Posted by Andrew Unterberger on December 1, 2009

Over the final months of our fine decade, Intensities in Ten Suburbs will be sending the Naughty Oughties out in style with a series of essays devoted to the top 100 songs of the decade–the ones we will most remember as we look back fondly on this period of pop music years down the road. The archives can be found here. If you want to argue about the order, you can’t, because we’re not totally sure what the qualifications are either. Otherwise, sit back and enjoy.

It’s pretty well established that it usually takes a little while for a decade to really start to find its identity musically. Often it takes something like two or three years of clearing away the leftovers from the previous decade, straining out all but a few true keepers to make room for the new. In the first couple years of the Naughty Oughties, hip-hop was finding its way, but still struggling a little under the burden of the late-90s, where Puff Daddy and Master P’s reign on top brought the genre’s mainstream to disturbing new extremes. Nelly, Ludacris, Missy, OutKast, Jay-Z and others were already doing their best to help establish the culture of 00s hip-hop, but it wasn’t until 2002 that the turnover was really complete. That was when The Clipse first hooked up with The Neptunes to make the world feel something that they never felt before.

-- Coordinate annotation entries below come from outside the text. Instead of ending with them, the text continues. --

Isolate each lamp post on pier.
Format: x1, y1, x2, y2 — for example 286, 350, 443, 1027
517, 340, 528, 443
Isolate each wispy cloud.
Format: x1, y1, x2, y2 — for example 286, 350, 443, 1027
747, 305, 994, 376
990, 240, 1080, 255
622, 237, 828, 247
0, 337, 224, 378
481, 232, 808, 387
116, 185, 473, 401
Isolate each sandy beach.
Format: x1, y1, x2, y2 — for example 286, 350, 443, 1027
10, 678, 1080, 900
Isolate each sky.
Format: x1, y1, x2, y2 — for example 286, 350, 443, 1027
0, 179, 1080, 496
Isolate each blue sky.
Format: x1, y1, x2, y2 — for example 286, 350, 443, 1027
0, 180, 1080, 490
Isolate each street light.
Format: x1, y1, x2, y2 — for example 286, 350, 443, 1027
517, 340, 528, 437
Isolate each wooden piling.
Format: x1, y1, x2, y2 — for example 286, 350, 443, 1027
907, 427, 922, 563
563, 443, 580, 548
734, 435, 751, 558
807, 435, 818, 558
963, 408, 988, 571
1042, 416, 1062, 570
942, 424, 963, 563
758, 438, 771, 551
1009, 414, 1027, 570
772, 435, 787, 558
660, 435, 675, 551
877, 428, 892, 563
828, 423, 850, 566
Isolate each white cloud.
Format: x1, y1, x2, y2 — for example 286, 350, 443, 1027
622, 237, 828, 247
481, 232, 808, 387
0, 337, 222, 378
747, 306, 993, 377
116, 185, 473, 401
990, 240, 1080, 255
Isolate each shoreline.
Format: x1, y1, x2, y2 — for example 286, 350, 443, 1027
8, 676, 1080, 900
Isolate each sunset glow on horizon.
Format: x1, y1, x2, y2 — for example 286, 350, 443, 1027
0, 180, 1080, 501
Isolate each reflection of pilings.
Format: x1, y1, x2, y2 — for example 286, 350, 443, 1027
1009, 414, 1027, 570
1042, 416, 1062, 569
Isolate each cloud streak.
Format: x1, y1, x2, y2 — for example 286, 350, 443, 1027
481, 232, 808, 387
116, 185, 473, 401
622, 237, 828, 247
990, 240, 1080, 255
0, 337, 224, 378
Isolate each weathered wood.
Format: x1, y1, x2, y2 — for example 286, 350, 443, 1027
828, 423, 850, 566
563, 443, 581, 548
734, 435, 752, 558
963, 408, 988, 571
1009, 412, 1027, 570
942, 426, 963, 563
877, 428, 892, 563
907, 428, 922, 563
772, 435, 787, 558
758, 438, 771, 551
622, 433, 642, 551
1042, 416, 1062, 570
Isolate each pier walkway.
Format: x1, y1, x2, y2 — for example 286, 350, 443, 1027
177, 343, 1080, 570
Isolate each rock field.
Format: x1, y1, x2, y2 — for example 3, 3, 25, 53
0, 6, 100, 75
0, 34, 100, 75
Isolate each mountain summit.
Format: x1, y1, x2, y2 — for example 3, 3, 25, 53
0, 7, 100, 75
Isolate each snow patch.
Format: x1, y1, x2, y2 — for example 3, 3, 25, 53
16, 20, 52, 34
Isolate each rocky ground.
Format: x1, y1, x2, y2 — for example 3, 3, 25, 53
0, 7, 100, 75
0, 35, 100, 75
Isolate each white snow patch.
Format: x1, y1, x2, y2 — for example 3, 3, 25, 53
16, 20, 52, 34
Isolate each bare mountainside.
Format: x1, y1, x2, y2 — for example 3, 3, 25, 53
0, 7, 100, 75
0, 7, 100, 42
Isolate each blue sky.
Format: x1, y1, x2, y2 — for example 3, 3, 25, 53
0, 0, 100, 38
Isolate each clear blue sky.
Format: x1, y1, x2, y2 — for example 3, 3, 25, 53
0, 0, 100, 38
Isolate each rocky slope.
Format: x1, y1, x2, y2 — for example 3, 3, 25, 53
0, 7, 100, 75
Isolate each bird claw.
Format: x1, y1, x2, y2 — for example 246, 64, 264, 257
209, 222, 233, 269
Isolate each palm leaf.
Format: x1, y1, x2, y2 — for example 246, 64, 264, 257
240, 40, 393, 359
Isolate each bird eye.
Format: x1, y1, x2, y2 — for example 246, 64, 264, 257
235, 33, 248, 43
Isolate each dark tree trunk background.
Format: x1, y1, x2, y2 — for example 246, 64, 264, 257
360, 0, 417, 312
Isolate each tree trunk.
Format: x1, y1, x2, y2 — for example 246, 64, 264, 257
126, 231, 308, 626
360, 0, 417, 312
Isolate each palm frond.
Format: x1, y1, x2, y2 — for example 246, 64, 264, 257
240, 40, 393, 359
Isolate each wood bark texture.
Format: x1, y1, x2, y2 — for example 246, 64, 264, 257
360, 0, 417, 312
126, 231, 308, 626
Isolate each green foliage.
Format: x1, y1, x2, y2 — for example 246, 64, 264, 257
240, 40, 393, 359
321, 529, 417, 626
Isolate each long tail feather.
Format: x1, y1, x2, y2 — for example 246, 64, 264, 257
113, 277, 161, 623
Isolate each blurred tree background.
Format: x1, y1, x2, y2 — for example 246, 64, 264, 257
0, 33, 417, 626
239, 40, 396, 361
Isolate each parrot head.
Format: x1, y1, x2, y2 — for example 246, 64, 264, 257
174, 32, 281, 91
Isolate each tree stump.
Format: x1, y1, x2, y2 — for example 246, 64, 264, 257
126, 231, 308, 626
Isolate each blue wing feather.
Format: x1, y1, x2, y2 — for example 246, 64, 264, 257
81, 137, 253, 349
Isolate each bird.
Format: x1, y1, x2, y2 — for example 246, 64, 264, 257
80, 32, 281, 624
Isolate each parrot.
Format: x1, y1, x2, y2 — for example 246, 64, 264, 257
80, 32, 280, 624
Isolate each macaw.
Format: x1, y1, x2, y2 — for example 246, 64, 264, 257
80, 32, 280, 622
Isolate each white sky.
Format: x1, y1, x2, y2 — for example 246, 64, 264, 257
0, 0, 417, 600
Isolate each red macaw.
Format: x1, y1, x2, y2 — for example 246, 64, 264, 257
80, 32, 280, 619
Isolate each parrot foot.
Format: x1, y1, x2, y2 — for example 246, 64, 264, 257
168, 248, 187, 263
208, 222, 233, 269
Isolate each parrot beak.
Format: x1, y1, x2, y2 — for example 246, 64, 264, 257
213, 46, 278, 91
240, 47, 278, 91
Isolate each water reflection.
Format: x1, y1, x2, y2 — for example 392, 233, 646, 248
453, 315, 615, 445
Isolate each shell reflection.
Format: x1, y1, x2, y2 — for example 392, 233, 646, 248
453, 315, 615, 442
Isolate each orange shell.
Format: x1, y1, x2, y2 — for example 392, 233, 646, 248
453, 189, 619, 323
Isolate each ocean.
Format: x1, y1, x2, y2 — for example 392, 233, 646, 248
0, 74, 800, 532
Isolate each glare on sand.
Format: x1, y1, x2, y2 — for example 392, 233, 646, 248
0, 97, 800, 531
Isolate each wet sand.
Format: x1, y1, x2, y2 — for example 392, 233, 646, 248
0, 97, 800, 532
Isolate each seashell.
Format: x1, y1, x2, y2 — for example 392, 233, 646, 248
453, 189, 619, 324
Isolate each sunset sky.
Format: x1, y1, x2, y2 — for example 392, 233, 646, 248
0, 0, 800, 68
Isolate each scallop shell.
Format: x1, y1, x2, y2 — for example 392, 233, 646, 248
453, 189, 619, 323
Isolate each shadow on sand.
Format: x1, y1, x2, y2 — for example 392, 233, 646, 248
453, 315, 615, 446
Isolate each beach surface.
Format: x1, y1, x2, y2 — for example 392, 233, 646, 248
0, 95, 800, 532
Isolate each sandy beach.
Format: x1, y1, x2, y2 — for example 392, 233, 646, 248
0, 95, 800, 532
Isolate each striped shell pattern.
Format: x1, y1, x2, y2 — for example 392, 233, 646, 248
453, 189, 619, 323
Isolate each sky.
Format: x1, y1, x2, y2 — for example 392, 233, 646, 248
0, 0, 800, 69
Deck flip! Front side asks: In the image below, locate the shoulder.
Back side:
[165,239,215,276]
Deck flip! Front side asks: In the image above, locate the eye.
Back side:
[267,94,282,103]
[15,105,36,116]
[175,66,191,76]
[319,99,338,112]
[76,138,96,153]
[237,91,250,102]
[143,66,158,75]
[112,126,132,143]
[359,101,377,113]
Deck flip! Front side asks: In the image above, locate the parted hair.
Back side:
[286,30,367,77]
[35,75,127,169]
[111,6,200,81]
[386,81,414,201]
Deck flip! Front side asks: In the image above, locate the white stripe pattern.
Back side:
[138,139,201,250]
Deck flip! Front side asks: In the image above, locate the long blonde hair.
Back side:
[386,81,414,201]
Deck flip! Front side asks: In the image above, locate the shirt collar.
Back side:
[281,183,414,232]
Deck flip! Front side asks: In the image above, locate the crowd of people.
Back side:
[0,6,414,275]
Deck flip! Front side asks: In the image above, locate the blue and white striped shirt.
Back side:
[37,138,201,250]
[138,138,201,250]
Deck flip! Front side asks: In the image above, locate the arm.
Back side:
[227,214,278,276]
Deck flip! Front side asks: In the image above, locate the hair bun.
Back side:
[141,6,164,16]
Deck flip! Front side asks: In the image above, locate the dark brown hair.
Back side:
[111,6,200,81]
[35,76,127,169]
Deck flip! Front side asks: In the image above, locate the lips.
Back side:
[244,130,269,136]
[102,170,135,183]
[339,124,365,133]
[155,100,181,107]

The Neptunes were already well on their way to pop dominance, with or without  “Grindin’.” They’d gotten started in the late 90s with Noreaga’s “Superstar,” ODB’s “Got Ya Money” and Kelis’s “Caught Out There,” and continued their hot streak into the 00s with Jay-Z’s “Give it 2 Me,” Mystikal’s “Shake Ya Ass,” Usher’s “U Don’t Have to Call,” and nearly countless others. But “Grindin” was still the one that threw down the gauntlet, the one which took their game to an entirely new level, and one which presaged not only the direction in which they would be taking their production over the next few years, but the move for practically all of hip-hop in the 00s. At virtually the same time that Nelly’s “Hot in Herre” ensured that The Neptunes were going to be one of the most bankable production acts of the decade, “Grindin'” also guaranteed that they’d be one of the most credible–legitimate sonic innovators as well as handsomely paid hitmakers.

You could probably argue that The Neptunes didn’t do anything new with the “Grindin'” beat, that the very roots of hip-hop were based in minimalism and simplicity and that early singles by Run-DMC or Boogie Down Productions hit just as hard. Maybe you’d be right, too. But based on my initial reactions to it, and based on the kind of songs that started becoming popular after it hit, you’d have to think that there was something new, something different and special about this beat. Even though you could count the number of popular rap songs I deemed acceptable listening at the time on one hand, I always made room for “Grindin’,” wading through blocks of videos I didn’t care about on MTV2 in the hopes that it would come up. The beat–that combination of bass drum, stomping, handclaps, snaps, and of course, the ghostly keyboard hook on the chorus–was just that unbelievable, an immediate attention-grabber that hit on such an instinctive rhythmic level that I’d hear it once and find myself unthinkingly banging it out on desks and tabletops for the rest of the week.

It’s hard to imagine just how audacious the minimalism and austerity of the “Grindin'” beat sounded at the time. Coming off a decade where music on both coasts tended to be built on lush soul and thick funk samples, the beats on hip-hop radio had maybe started to get a little leaner with the southern rap gradually increasing in visibility, and with Timbaland’s impressively experimental beats for Missy’s hit singles–but nothing nearly as raw as this. The skeletal little keyboard-echo part on the chorus (which always reminded me a little of the line to Hot Butter’s “Popcorn“) is the only element of the beat that isn’t strictly percussive–no bass, no synths, certainly no samples. But not only was it a hard-hitting, it was ridiculously catchy–especially with that sparingly-used keyboard hook, whose unexpected arrival in such a melodically barren landscape (set off with Pusha T’s impossibly classic lead-in, “While Pharrell keeps talkin’ this music shit”)  makes it sound all the more eerie and transfixing.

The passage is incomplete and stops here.